Archive for March 2008

RetainSameConnection and Expressions

I ran across a forum post today that highlighted a limitation with connection managers that I wasn’t aware of, so I thought I’d post it here. If you have RetainSameConnection set to TRUE, and you are also trying to update the connection string through an expression, be aware the connection will not change to reflect the new connection string. Basically, the connection will retain the original value (as RetainSameConnection would indicate).


You might encounter this if you are looping through a set of databases on a server. If you wanted to perform an operation on each database that required a temp table, you would set RetainSameConnection to TRUE. Unfortunately, as soon as you do that, the connection will no longer be dynamic.


I’ve created a sample package to illustrate this. The package flow is straightforward. There is a ForEach Loop that iterates through the databases on the server. The Execute SQL Task retrieves the row count from the sys.tables system view, and stores it in a variable. The Script Task fires two information messages that show the current value of the connection string, and the row count from the variable.


image


These are the results if RetainSameConnection is set to FALSE (with the correct counts):


image


and these are the results if RetainSameConnection is set to TRUE (the counts are all the same, from the initial connection):


image


This isn’t a major issue, but it is helpful to be aware of it. The same behavior occurs under CTP6 for Katmai. It makes sense, given that the RetainSameConnection property is supposed to keep the same connection throughout the package, but it can cause some unintended consequences. I’ve posted the sample to my Skydrive here.

ssisUnit – A Unit Testing Tool for SSIS

I’ve been a bit lax posting on my blogs and the MSDN forums recently. Fortunately, I have a good reason (at least I think it’s a good one). :) My employer, Mariner, has graciously given me permission to open source a unit testing framework for SSIS packages. Preparing it for release has taken a bit more time than I expected, as I wanted to polish up a few items, and that led to a few more changes, etc. The framework, as we were using it, was definitely functional, but I wanted to make a few changes for ease of use. Now I have those changes in, and an alpha (but functional) version is available on Codeplex, under the ssisUnit project.

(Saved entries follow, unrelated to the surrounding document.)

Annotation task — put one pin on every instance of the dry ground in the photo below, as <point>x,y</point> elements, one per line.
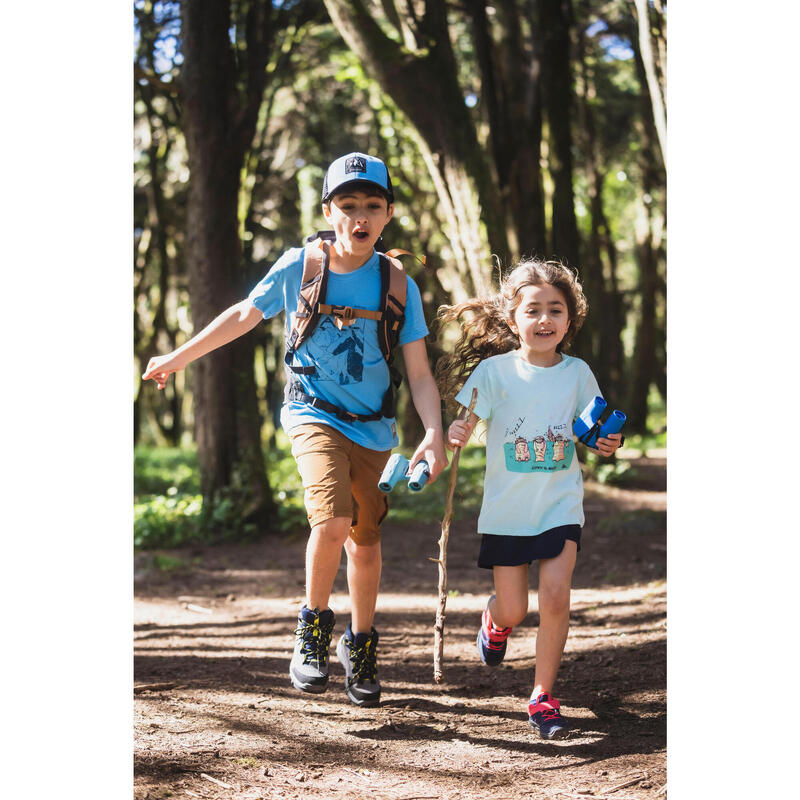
<point>216,717</point>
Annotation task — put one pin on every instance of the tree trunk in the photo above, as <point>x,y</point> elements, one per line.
<point>646,368</point>
<point>555,18</point>
<point>606,319</point>
<point>654,72</point>
<point>218,128</point>
<point>510,90</point>
<point>424,85</point>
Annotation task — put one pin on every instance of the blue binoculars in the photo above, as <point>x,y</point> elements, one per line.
<point>396,469</point>
<point>597,420</point>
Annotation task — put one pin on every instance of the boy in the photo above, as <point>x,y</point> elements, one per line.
<point>336,412</point>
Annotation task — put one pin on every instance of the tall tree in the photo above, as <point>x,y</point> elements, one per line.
<point>554,22</point>
<point>508,60</point>
<point>420,73</point>
<point>222,80</point>
<point>651,28</point>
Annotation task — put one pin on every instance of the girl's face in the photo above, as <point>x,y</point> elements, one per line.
<point>541,322</point>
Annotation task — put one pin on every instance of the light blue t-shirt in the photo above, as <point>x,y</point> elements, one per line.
<point>351,371</point>
<point>533,480</point>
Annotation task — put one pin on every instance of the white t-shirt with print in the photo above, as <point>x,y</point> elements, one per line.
<point>533,479</point>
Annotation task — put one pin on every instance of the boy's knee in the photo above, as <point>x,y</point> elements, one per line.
<point>363,554</point>
<point>334,530</point>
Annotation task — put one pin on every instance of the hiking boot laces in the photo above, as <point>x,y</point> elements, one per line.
<point>315,641</point>
<point>365,662</point>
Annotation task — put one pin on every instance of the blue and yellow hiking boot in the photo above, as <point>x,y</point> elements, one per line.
<point>308,670</point>
<point>545,718</point>
<point>492,640</point>
<point>359,656</point>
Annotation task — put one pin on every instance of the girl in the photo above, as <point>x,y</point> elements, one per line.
<point>529,393</point>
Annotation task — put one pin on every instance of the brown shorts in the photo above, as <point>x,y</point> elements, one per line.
<point>340,479</point>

I’ve posted previously about unit testing for SSIS, and how I really missed the automated unit testing capability that I’d taken for granted in more traditional application development. Since the team currently has no plans for unit testing for SSIS, it seemed like a good time to get this out and available to the public. There are currently methods of testing SSIS, but most of them involve testing the package as a whole. One of our goals for unit testing SSIS, though, was to enable testing at a more granular level. ssisUnit enables testing down to the individual task level in the control flow. In future iterations, I’d like to expand the functionality to include testing individual components in the data flow.

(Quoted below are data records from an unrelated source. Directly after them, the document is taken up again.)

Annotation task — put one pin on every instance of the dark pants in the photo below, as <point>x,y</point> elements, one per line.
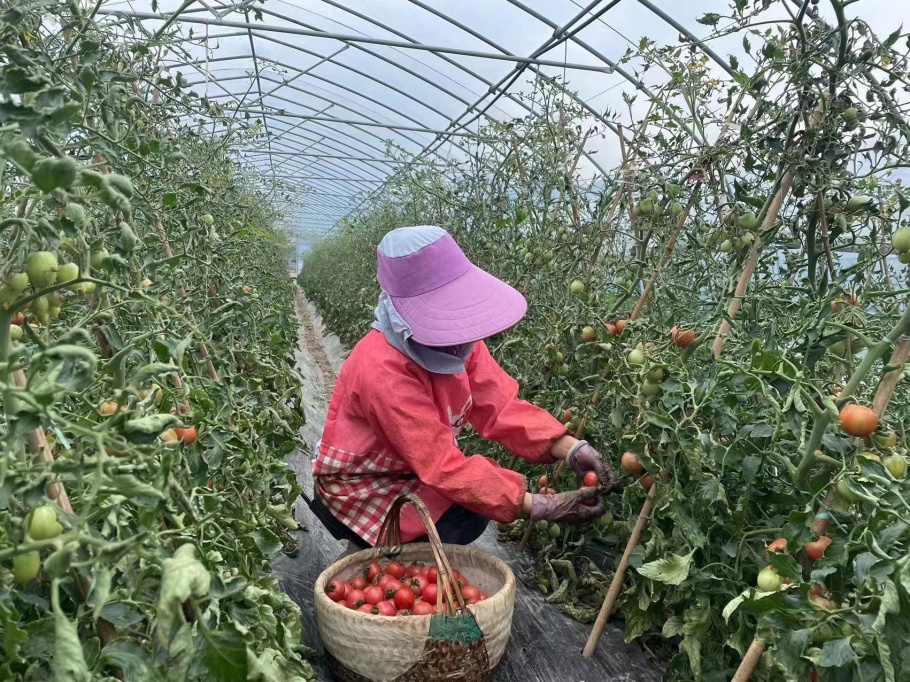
<point>458,526</point>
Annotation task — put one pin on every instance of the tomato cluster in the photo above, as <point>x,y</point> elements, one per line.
<point>399,590</point>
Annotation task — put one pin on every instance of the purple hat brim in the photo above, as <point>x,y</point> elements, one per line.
<point>472,307</point>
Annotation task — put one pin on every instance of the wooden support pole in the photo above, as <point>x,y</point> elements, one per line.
<point>619,575</point>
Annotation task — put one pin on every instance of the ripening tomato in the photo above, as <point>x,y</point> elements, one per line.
<point>858,420</point>
<point>779,546</point>
<point>391,587</point>
<point>423,608</point>
<point>430,593</point>
<point>396,570</point>
<point>336,590</point>
<point>374,570</point>
<point>374,594</point>
<point>386,608</point>
<point>815,550</point>
<point>404,598</point>
<point>418,584</point>
<point>355,598</point>
<point>630,464</point>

We have additional plans for ssisUnit in the future, including Visual Studio integration, additional command capabilities, and a GUI for creating the test cases. The current version is v0.50, and I hope to have another release by mid-April. Please download it, give it a whirl, and provide feedback and suggestions for improvement. If you’re interested in contributing to the project, please leave a comment on this post, or email me at john.welch@mariner-usa.com.

Using the Data Profiling Task To Profile All the Tables in a Database

SQL Server 2008 introduces a new task that allows you to profile the data in a table. Jamie Thomson has a great series of posts about the different profiling options available on the task. If you are not already familiar with the task, I highly recommend starting there, as I won’t be covering that information here. Instead, I’ll be focusing on a way to make the task a bit more dynamic.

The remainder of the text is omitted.